I use google to find that 42 mL is equal to 4.2x10^-5 m^3.

And now we can do the buoyant force calculation.  The buoyant force is (1000 kg/m^3)(4.2 x 10^-5)(10 N/kg) = 0.42 N.  The reading on the scale will be (1.1 N - 0.42 N) which should be about 0.7 N.  

Sure enough, I press collect on the app connected to my force probe, submerge the cylinder... and the reading drops from 1.1 N to 0.7 N.  

Physics works.

Extensions:  So many great questions you can ask.  Does submerging halfway down make the buoyant force greater than, less than, or equal to 0.21 N?  

How would the scale reading change if the cylinder touched the bottom of the beaker?
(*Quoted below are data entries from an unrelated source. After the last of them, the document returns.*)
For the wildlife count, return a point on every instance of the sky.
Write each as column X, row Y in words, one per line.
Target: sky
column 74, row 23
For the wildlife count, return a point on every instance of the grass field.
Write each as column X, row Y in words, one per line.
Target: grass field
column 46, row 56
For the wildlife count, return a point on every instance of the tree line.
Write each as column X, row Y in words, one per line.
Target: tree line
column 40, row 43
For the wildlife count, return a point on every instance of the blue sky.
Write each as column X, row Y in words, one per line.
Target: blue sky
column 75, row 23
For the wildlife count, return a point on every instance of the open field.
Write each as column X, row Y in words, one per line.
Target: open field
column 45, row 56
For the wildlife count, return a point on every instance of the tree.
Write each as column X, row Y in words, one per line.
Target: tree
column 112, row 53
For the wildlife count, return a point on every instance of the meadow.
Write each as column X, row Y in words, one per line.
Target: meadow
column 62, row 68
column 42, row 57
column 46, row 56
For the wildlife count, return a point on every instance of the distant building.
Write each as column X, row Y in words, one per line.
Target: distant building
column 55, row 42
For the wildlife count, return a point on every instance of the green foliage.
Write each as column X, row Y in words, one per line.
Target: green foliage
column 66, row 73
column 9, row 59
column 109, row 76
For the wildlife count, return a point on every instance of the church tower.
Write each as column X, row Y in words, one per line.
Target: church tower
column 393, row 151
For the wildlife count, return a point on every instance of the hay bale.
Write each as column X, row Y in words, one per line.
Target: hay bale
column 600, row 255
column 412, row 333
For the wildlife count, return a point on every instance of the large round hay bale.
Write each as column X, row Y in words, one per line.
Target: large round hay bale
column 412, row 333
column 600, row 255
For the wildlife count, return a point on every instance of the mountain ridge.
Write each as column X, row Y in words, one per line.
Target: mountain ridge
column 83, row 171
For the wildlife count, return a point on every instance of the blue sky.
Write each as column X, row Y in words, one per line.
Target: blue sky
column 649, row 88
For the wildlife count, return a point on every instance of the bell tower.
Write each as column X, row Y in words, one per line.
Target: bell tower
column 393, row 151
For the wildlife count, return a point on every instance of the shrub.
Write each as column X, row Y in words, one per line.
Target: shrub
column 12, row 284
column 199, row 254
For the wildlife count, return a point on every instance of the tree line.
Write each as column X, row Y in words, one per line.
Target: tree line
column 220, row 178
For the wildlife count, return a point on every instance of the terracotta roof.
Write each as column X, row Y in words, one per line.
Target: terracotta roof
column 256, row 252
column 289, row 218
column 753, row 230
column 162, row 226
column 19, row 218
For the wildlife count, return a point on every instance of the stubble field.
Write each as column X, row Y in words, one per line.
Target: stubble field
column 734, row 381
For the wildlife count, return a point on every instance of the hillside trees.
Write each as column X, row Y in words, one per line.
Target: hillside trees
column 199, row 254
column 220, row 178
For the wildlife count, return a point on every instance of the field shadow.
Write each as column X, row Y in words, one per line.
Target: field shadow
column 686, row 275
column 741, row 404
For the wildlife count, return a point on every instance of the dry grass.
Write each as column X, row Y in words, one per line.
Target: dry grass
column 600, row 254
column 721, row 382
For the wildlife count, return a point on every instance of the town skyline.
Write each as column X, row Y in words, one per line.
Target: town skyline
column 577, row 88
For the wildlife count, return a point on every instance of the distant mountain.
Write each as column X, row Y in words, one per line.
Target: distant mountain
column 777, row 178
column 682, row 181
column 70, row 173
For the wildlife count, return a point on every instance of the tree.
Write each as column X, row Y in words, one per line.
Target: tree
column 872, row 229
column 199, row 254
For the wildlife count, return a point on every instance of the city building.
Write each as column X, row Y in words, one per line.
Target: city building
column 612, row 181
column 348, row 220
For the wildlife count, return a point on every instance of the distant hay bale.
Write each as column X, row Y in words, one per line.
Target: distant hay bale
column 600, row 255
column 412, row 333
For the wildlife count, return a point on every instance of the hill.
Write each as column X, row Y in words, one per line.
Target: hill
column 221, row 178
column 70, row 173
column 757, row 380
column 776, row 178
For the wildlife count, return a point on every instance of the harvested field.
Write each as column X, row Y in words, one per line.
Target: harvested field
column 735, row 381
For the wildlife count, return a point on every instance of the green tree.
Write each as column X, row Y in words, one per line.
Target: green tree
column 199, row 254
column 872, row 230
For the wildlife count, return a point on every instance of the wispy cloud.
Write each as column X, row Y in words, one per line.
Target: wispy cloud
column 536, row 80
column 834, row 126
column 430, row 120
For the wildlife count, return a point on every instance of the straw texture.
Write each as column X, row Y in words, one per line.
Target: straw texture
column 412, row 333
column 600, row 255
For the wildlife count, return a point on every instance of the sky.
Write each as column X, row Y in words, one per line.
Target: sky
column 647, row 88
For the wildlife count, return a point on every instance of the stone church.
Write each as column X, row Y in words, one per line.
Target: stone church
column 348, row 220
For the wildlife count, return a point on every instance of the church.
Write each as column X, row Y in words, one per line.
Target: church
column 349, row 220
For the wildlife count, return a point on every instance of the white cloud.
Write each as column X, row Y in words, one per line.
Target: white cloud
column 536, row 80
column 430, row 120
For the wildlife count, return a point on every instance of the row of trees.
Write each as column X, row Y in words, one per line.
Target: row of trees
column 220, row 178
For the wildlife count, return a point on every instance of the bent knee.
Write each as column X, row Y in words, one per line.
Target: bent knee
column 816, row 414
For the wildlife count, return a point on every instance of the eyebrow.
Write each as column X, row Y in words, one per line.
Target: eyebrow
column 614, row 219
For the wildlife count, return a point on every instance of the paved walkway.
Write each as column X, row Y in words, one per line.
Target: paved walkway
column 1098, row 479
What if you put the beaker on a platform scale and submerged the cylinder, without allowing it to touch the bottom of the beaker?  What would the platform scale read?  This one's rather complex.  I analyze this question here.



1 comment:

  1. A version that takes a little more setup: 1. Fill a large graduated cylinder halfway with corn oil. 2. Use a long solid cylinder--doesn't have to be aluminum; we have iron cylinders that act as cores for solenoids. 3. The tricky part is attaching a string around it lengthwise beforehand, then another string up to the scale. 4. The point is that we're going to take scale readings while the rod is various degrees of submerged in the oil, and use dimensions of the rod to get a graph from which we can get the density of the oil. Something like, buoyant force as a function of volume submerged. As a bonus, we don't need the density of the rod at all in order to do this. ...I haven't had enough time to do this lab in a few years, but it's fun. Just... save some hassle and make sure the graduated cylinder is in a nice, large basin so if it gets knocked over, the oil is contained.